Editorial: Alfaguara
Páginas: 289
Precio: S/ 59,00

Resulta evidente la influencia de Pálido fuego de Nabokov en esta novela, pero esa es apenas la superficie de un tinglado de referencias literarias tan complejo como efectivo para que la historia que anima se bifurque por estancias pasibles de distintas lecturas: ahí está la Francesca poundiana perdida entre los jardines de la Católica, las reminiscencias del Tristram Shandy en la rocambolesca infancia y juventud del autodestructivo D’Ancourt; pero, de hecho, hay muchos otros guiños más de obras clásicas, siempre elusivos al artificio, que pueblan el relato y lo enriquecen.
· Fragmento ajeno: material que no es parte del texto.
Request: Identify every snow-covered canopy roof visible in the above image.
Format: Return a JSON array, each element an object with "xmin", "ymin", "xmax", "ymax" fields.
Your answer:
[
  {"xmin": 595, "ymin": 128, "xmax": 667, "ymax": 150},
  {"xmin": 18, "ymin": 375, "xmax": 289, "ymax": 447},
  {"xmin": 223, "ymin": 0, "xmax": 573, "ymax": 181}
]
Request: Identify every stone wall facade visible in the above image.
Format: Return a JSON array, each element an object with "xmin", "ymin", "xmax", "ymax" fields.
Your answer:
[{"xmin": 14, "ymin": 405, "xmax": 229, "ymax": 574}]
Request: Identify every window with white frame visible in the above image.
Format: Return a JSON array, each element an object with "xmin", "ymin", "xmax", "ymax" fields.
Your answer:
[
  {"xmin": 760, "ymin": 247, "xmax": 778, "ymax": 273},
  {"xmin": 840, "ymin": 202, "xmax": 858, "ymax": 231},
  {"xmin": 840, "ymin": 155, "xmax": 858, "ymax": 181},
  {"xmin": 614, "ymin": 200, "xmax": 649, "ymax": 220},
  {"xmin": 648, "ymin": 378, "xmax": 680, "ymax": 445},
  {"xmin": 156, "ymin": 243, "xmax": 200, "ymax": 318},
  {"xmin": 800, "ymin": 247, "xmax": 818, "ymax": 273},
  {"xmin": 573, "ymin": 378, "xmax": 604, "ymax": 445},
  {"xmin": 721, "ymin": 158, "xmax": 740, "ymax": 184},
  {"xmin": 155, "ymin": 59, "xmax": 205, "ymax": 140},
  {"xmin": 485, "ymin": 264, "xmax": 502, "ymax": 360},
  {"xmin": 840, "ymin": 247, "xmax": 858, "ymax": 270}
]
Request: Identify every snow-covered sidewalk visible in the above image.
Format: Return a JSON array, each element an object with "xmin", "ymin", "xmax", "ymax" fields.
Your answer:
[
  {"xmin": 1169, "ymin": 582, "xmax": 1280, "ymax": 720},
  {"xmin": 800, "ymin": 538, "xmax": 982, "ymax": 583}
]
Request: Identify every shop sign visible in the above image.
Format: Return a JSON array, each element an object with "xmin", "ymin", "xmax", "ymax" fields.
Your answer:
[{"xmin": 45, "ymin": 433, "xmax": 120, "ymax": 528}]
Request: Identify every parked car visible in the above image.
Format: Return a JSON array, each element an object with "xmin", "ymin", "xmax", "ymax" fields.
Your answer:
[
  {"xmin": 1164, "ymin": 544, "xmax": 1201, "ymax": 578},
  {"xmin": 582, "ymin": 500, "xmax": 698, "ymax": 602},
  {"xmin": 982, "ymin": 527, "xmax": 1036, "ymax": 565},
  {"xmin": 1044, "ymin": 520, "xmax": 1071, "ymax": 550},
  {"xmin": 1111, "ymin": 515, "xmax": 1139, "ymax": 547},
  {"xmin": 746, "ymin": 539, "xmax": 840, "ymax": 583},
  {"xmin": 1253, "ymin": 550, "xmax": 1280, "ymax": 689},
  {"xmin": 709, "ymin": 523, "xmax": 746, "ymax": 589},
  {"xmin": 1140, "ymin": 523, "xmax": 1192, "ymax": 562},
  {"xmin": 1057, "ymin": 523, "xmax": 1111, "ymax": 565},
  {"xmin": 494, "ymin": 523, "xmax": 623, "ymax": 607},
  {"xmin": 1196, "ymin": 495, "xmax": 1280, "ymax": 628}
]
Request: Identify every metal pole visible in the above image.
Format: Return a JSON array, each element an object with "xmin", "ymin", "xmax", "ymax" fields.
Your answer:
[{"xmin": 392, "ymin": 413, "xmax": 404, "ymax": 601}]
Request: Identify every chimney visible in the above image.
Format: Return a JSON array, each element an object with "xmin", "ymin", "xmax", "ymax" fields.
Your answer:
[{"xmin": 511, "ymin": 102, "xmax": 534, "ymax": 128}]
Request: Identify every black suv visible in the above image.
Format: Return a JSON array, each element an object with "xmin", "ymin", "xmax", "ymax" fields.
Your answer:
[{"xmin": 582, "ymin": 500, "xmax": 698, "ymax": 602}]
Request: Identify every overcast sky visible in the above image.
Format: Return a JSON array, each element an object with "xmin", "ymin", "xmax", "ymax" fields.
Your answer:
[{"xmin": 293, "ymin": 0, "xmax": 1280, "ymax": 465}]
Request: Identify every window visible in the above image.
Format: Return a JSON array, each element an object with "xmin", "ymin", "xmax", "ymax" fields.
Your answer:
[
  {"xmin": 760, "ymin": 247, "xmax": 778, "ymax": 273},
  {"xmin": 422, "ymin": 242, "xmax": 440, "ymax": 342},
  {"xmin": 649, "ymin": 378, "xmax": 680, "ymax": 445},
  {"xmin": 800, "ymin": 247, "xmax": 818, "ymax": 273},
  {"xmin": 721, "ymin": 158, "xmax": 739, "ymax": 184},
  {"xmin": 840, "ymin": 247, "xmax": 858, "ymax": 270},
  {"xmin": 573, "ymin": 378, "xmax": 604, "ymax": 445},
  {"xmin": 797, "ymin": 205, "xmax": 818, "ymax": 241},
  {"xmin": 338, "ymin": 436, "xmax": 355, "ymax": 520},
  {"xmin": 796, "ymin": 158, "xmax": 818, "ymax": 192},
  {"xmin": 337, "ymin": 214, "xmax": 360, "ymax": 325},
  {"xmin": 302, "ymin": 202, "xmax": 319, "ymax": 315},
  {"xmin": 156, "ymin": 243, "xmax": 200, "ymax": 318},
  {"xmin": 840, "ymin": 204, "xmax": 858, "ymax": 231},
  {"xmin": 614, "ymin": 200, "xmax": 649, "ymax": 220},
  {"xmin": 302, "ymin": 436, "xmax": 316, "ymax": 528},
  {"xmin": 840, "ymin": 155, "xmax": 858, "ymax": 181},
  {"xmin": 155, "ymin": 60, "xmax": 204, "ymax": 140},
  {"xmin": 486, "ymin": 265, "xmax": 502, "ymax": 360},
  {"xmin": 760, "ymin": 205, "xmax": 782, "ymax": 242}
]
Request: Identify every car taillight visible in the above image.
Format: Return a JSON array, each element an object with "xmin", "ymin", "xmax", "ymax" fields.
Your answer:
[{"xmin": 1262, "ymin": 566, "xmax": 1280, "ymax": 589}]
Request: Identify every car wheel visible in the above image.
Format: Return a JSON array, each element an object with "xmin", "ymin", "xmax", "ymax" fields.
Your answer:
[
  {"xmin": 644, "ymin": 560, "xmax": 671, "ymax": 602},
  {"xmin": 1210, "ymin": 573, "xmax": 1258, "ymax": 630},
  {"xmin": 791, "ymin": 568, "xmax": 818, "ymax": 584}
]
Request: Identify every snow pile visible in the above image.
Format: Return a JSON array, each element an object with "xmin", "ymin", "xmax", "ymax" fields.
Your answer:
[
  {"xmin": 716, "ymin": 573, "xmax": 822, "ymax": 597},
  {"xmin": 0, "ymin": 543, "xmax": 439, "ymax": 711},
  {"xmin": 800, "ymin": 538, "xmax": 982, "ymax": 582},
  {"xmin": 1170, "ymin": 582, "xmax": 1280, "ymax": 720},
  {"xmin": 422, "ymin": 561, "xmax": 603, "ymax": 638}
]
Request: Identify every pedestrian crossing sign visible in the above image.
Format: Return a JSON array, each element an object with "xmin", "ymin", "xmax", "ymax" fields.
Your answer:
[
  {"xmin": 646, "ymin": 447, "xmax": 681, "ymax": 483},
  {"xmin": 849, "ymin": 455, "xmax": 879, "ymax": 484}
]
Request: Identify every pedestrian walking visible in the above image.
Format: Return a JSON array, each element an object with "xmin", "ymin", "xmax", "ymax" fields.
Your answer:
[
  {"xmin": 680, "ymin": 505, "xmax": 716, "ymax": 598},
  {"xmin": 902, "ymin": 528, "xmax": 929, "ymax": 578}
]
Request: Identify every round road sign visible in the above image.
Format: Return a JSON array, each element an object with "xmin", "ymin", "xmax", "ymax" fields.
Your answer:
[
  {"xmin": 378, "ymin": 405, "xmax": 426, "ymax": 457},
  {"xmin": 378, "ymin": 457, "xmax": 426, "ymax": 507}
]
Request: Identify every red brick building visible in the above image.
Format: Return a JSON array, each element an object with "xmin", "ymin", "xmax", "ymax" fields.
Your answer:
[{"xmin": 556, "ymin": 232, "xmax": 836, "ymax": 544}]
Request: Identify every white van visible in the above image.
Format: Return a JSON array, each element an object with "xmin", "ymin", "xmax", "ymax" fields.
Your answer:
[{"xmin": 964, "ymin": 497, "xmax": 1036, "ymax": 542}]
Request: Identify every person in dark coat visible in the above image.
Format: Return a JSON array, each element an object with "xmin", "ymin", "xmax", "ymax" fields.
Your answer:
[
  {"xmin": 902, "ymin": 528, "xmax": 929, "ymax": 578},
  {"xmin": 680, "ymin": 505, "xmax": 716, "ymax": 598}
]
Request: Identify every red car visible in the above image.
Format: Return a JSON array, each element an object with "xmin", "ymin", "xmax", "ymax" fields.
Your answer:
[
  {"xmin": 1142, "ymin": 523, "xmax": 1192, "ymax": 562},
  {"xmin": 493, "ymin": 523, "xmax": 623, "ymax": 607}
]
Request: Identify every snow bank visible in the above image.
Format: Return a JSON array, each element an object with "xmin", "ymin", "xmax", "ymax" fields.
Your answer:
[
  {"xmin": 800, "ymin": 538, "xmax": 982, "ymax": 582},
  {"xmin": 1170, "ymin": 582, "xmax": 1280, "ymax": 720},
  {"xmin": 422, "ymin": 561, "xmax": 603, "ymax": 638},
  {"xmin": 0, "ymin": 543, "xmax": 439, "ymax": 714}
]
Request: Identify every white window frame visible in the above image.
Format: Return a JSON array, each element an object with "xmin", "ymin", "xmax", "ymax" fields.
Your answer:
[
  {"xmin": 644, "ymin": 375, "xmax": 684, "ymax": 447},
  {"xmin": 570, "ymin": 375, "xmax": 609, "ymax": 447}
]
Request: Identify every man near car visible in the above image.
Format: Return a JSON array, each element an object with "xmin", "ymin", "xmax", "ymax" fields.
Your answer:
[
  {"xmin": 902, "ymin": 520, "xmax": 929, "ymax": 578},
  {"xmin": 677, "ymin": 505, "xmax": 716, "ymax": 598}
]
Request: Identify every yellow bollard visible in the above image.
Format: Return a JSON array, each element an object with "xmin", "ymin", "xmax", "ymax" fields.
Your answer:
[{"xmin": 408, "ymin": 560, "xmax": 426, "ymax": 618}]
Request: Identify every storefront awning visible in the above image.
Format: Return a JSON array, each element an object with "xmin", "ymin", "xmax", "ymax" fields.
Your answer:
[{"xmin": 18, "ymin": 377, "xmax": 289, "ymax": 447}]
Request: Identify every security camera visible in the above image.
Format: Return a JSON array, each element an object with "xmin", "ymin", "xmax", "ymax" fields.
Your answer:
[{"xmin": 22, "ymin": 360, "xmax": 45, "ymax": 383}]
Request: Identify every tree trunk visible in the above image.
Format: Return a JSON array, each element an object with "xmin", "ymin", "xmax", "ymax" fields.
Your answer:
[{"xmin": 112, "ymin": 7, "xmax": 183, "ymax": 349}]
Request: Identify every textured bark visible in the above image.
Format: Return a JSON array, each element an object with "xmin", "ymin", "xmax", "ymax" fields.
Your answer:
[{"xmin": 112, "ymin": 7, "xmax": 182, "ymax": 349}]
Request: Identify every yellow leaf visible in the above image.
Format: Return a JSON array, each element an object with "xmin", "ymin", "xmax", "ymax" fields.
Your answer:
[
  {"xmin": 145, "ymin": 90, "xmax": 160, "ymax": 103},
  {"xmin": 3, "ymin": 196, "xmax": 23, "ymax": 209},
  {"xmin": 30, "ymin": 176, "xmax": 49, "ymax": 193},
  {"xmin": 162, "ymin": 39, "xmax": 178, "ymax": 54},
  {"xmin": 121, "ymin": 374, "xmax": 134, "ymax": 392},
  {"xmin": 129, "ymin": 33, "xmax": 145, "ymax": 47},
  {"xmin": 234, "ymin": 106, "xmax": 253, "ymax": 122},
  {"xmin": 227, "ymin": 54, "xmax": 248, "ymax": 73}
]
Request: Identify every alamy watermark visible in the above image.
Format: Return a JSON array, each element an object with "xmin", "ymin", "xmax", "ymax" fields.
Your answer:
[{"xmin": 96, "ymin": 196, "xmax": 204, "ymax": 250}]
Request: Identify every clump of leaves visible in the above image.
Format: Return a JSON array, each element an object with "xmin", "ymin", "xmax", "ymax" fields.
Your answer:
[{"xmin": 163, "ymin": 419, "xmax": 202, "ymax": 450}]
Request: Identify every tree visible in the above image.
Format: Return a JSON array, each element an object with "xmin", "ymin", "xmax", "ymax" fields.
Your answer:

Esto no significa que Quién es D’Ancourt se agote en el plano de lo libresco; la historia colectiva del país tiene una constante presencia en sus páginas, y así nos sumergimos en acontecimientos sociales y políticos que son hitos en la educación sentimental y vital del huidizo poeta, como el Limazo de febrero de 1975, la fugaz primavera democrática que gozó la clase media a principios de los ochenta y, sobre todo, la influencia de Sendero Luminoso en las universidades públicas. Arámbulo ha escrito las páginas más convincentes que haya leído sobre aquel periodo en que San Marcos se hallaba entre dos fuegos: el de los grupos subversivos dispuestos a convertir la universidad en un arma arrojadiza —como alguna vez sostuvo Luis Alberto Sánchez, uno de sus rectores más recordados— y su violenta toma por parte del Ejército. Narrado con humor, personajes convincentes y escenas que retratan bien la épica de esa guerra de baja intensidad, este episodio vertebra y otorga una perspectiva personal y muy consistente al destino que el protagonista padece a lo largo de tres décadas de incertidumbre colectiva e individual.

Si algo podemos objetar a la novela de Arámbulo es el mismo problema, pero atenuado, que afectaba a los cuentos de Un lugar como este: la consciencia de manejar un lenguaje con múltiples recursos y envanecerse con las posibilidades que estos ofrecen, sin que ello aporte algo significativo a lo narrado. Nada de eso opaca los méritos de su afortunada indagación, de alguna manera similar a la que me propuse cuando busqué, intrigado por múltiples versiones y rumores, al enigmático autor de Acto primero en su propio baluarte tanto tiempo atrás.